As usual, Ilyasova got his points from all over, scoring both inside and out, and actually tied the game up with 24 seconds to go. His recent stretch of impressive play makes people wonder if he's starting to put everything together, making him legitimate trade bait for a contender or a candidate for Milwaukee to re-sign in the offseason.
Drew Gooden. With his recent 3-game stretch in mind, the Bulls doubled Brandon Jennings often, forcing him to make a choice between taking difficult shots or giving the ball up. Jennings missed all three shots in the opening period (including two layups), but didn't force the issue, instead passing out of his double team. The ball usually found its way into Drew Gooden's hands, who scored 16 in the first quarter, including a stretch of 12 straight.

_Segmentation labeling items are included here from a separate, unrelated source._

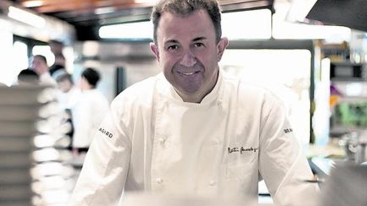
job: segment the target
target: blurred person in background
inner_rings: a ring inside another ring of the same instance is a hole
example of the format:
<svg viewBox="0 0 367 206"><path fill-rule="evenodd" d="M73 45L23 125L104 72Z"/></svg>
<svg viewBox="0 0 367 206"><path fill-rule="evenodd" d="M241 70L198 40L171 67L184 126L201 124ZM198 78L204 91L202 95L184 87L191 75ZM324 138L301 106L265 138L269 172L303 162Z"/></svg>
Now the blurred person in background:
<svg viewBox="0 0 367 206"><path fill-rule="evenodd" d="M55 78L55 73L59 70L66 71L65 57L62 54L55 56L55 63L50 67L50 74L52 77Z"/></svg>
<svg viewBox="0 0 367 206"><path fill-rule="evenodd" d="M41 84L56 87L57 83L50 75L46 58L41 55L36 55L31 58L31 68L39 77Z"/></svg>
<svg viewBox="0 0 367 206"><path fill-rule="evenodd" d="M88 68L83 72L79 80L81 95L73 114L73 147L75 154L88 151L95 131L109 110L108 101L96 88L100 78L95 69Z"/></svg>
<svg viewBox="0 0 367 206"><path fill-rule="evenodd" d="M72 140L74 138L75 126L75 114L77 113L76 110L78 104L80 101L81 93L79 88L74 85L74 81L72 76L63 70L59 70L54 74L56 81L57 82L58 88L60 92L58 94L58 100L59 105L62 110L64 111L68 114L65 119L71 125L70 131L66 134L71 138L72 144L68 148L72 148Z"/></svg>
<svg viewBox="0 0 367 206"><path fill-rule="evenodd" d="M112 102L72 205L123 205L132 191L245 204L258 198L261 176L277 205L315 205L317 188L305 182L313 175L281 100L219 68L228 41L218 2L161 0L152 16L163 72Z"/></svg>
<svg viewBox="0 0 367 206"><path fill-rule="evenodd" d="M61 41L52 40L49 44L51 52L55 56L55 62L50 69L50 73L54 77L55 72L59 70L65 70L65 57L62 54L64 44Z"/></svg>
<svg viewBox="0 0 367 206"><path fill-rule="evenodd" d="M39 79L34 71L29 69L23 69L18 74L18 84L21 85L37 85L39 83Z"/></svg>
<svg viewBox="0 0 367 206"><path fill-rule="evenodd" d="M65 70L59 70L54 73L58 88L60 90L59 102L62 109L71 109L79 101L81 93L74 85L71 75Z"/></svg>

On the night, Gooden scored 27 points, including a pair of threes. He also tied with Brandon Jennings as the Bucks highest plus/minus at +4.
Beno Udrih. The starting point guard's shots were not falling, but the backup was steady. This is the PG recipe the Bucks followed two years ago, and they found great success with it. They may not have succeeded tonight, but Udrih showed his value by adding 11 points on 4-5 shooting, including 3-4 from the free throw line. He was also the Bucks' best distributor, ending the night with 7 assists (Jennings was second on the team with 6).
14-18. Ersan Ilyasova's record from the field against Chicago. Matched up against the Bulls' power forwards, he was able to put his perimeter game on display, as well as hustle his way into good positioning for rebounds and layups.
29. The total number of assists for Milwaukee. Everybody was moving the ball around, which is historically the only way this offense works. The passing was led by Beno Udrih (7), Brandon Jennings (6), Mike Dunleavy (5), and Carlos Delfino (5).
14-14. Derrick Rose was perfect from the free throw line, earning fouls in bunches and making the Bucks pay in full. Just goes to show you the value of having a player who can get to the line consistently and make them once they get there.
Ersan's big night. Ilyasova has been lukewarm at best to the prospect of resigning in Milwaukee, but he hasn't played like someone who wants to leave (cough Stephen Jackson cough). The top teams in both conferences should be looking at Ersan as a possible piece to add at the trade deadline (only a week away!), which means the Bucks could get a nice collection of assets instead of losing Ersan for nothing in a few months.
Keeping pace. With the way this season has gone, especially against Chicago, it was nice to see the Bucks at least keep up and force Derrick Rose to play the hero. But a loss is a loss, which is all the Bucks faithful care about (all 20 of us).
+7. The turnover battle might be more important in football, but they have a place in the outcome of basketball. The Bucks continued taking care of the ball while taking it away on defense, committing only 10 turnovers to Chicago's 17.
Jennings' shooting. Brandon was red-hot going into Wednesday's game, and the Bulls did not ignore it. They doubled him early and often, and generally made him uncomfortable. He somehow took 18 shots on the night despite the defense, connecting on only 4 of them. He also didn't get to the line as much, taking only one trip. This was the type of game where a basket or two could have swung the entire contest, and Brandon missed 14 of them. Even I have to recognize that.
Home court advantage? The Bradley Center is in Milwaukee. But yet again, the crowd was decidedly pro-Chicago. Mike Dunleavy got an "air-baaaaall" chant, for crying out loud. Does Andrew Bogut have to turn the entire arena into a Squad 6 mob when the Bulls come to town?
No Court Time for Young Men. Tobias Harris and Jon Leuer are generally well-liked around these parts, and everyone is clamoring for them to get more burn. But burn they did not receive; Harris started at small forward, but finished the game with 14 minutes, and Leuer only got in for 2 minutes. Although with as close as the game was, it's hard to fault Skiles with playing his veterans in pursuit of a win.